I have always a big kid growing up. By the time I was in 6th grade, I was already over 6 feet tall (I'm now 6'5) and while not super-duper athletic, I always had a thing for combat sports. The wrestling team at my old high school was embroiled in a scandal, so I settled for the football team.
As an offensive and defensive lineman, I was one of the bigger guys on my team. But, I was never as big as a sumo wrestler. In fact, when I first started learning Japanese in 2008, my first Japanese teacher asked me if I would consider trying out as a sumo wrestler because of my size. Of course, that never happened.
But what exactly is Sumo?
Sumo is a traditional Japanese martial art and sport that is known for its spectacular and exciting matches. Sumo wrestlers, known as rikishi, compete in a circular ring, known as a dohyō, and try to force their opponent out of the ring or to the ground. Sumo matches are highly ritualized and steeped in tradition, and are an important part of Japanese culture.
The origins of sumo can be traced back to ancient Japan, where it was performed as a religious ritual to entertain and appease the gods. Over time, sumo evolved into a competitive sport, with matches being held at shrines and temples as part of religious festivals. In the 17th century, sumo became more organized and regulated, with the first professional sumo wrestlers appearing in the 18th century.
Sumo wrestlers are known for their massive size and strength, and the sport is often associated with the ideal of the "strong silent type." In order to become a sumo wrestler, an athlete must undergo rigorous training, including daily workouts and a strict diet. The top division of sumo wrestlers, known as the makuuchi division, typically weigh over 400 pounds.
Sumo matches are highly ritualized, with wrestlers performing a series of elaborate pre-match ceremonies. These ceremonies are intended to purify the dohyō and to show respect to the gods and to the sport of sumo. The wrestlers also wear traditional mawashi belts, which are made of heavy silk and weigh up to 44 pounds.
Sumo matches are decided by a variety of techniques, including pushing, throwing, and tripping. A wrestler wins a match by forcing his opponent out of the dohyō or to the ground. Matches are typically short, lasting only a few seconds, but they can also be long and grueling, with wrestlers using a variety of tactics to outmaneuver their opponent.

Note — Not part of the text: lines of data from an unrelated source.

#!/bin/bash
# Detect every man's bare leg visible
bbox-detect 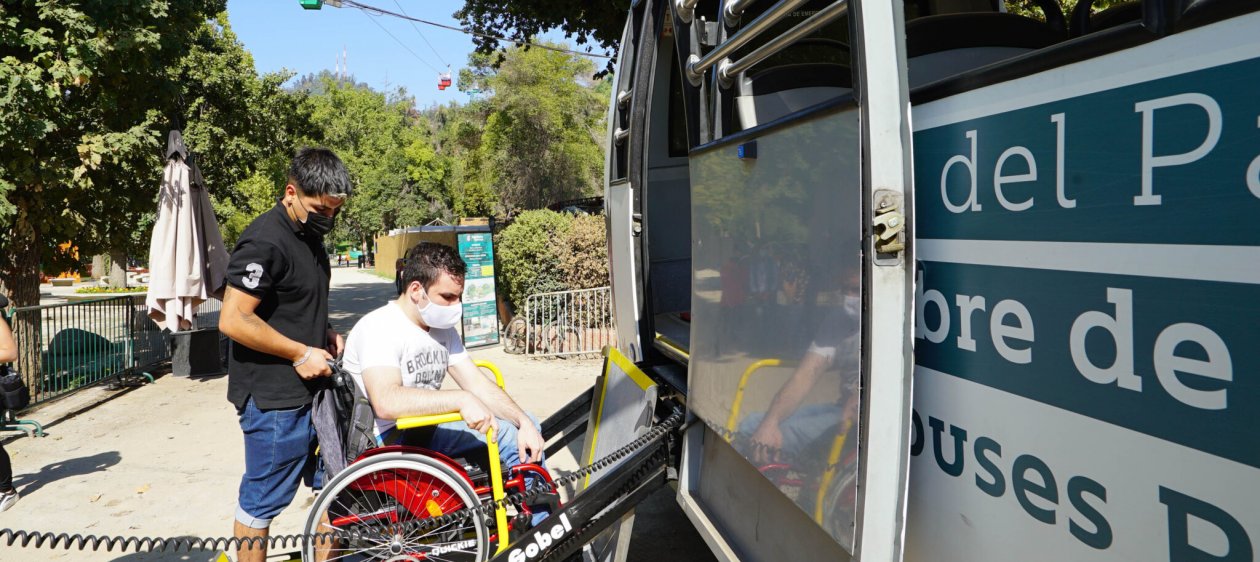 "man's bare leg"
[232,522,271,562]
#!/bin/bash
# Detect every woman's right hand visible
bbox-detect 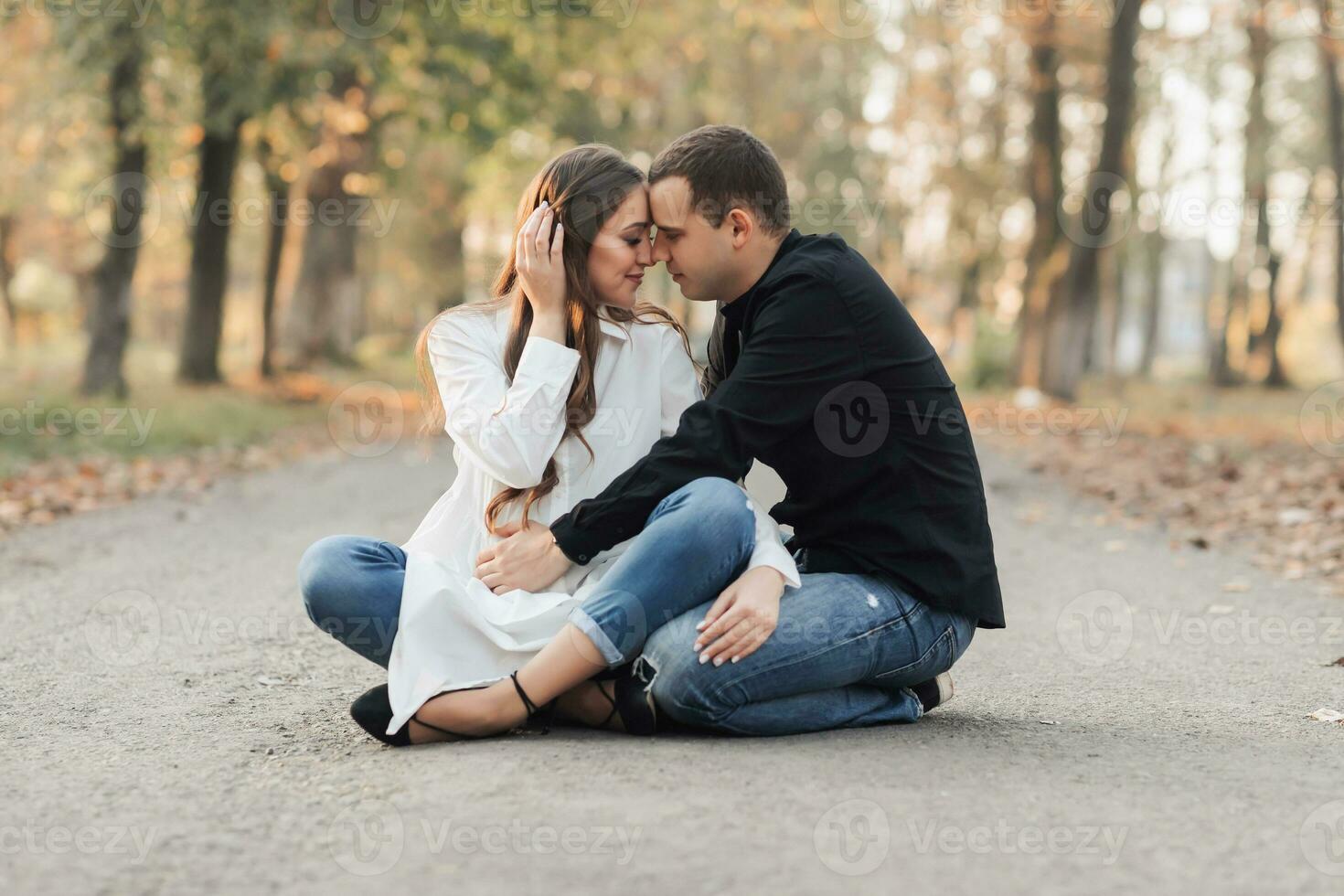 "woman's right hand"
[515,201,566,318]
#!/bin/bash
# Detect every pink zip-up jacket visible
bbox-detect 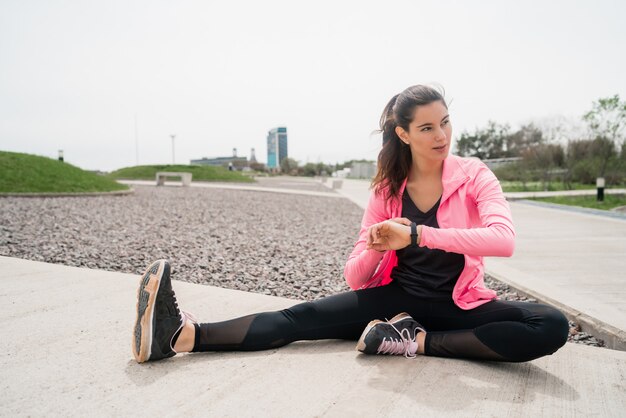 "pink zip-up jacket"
[344,155,515,310]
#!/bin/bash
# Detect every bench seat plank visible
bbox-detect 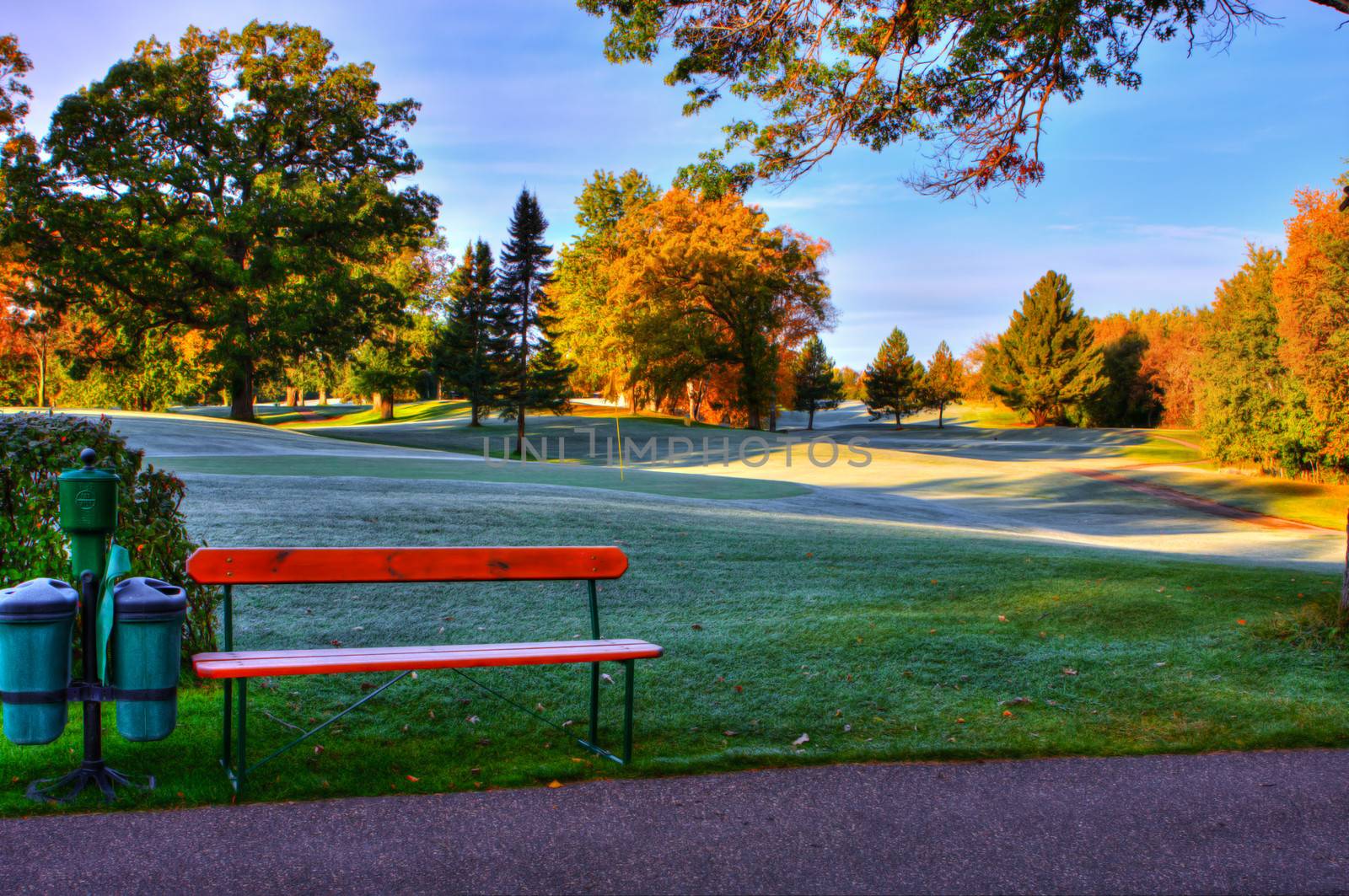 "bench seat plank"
[191,638,665,679]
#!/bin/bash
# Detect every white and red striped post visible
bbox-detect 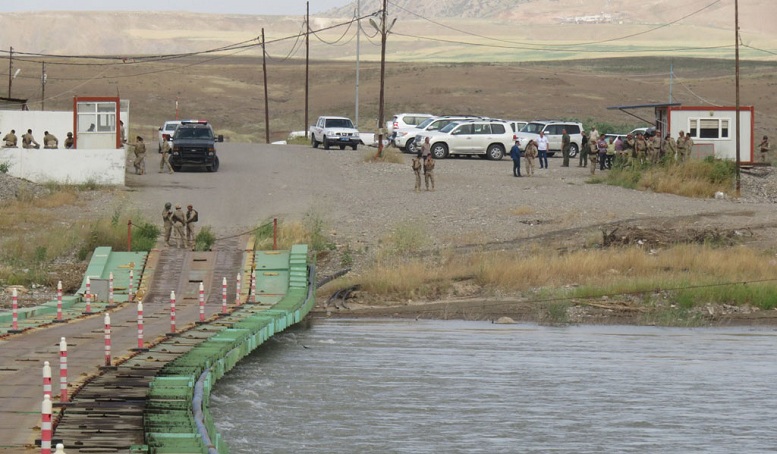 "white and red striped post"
[170,290,175,334]
[40,395,52,454]
[57,281,62,322]
[221,278,227,314]
[43,361,51,398]
[84,276,92,314]
[235,273,240,306]
[108,272,113,306]
[200,282,205,323]
[138,301,144,350]
[59,337,68,403]
[11,287,19,331]
[251,270,256,303]
[127,270,135,301]
[104,312,111,366]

Sumo is a popular and exciting sport in Japan, with professional matches being held six times a year in Tokyo and other major cities. Sumo tournaments, known as basho, attract large crowds and are televised nationwide. In recent years, sumo has also gained popularity overseas, with professional sumo wrestlers from other countries competing in Japan and international tournaments being held in various countries. In fact, some of the more successful wrestlers have recently come from Mongolia, Eastern Europe, and parts of the old Soviet Union. The reason for their success is because of their homeland’s history of wrestling, especially for Mongolia.
Whether you're a sumo fan or are simply curious about this fascinating martial art and sport, there is no doubt that sumo is a unique and exciting part of Japanese culture. With its rich history and traditions, sumo is a must-see for anyone visiting Japan.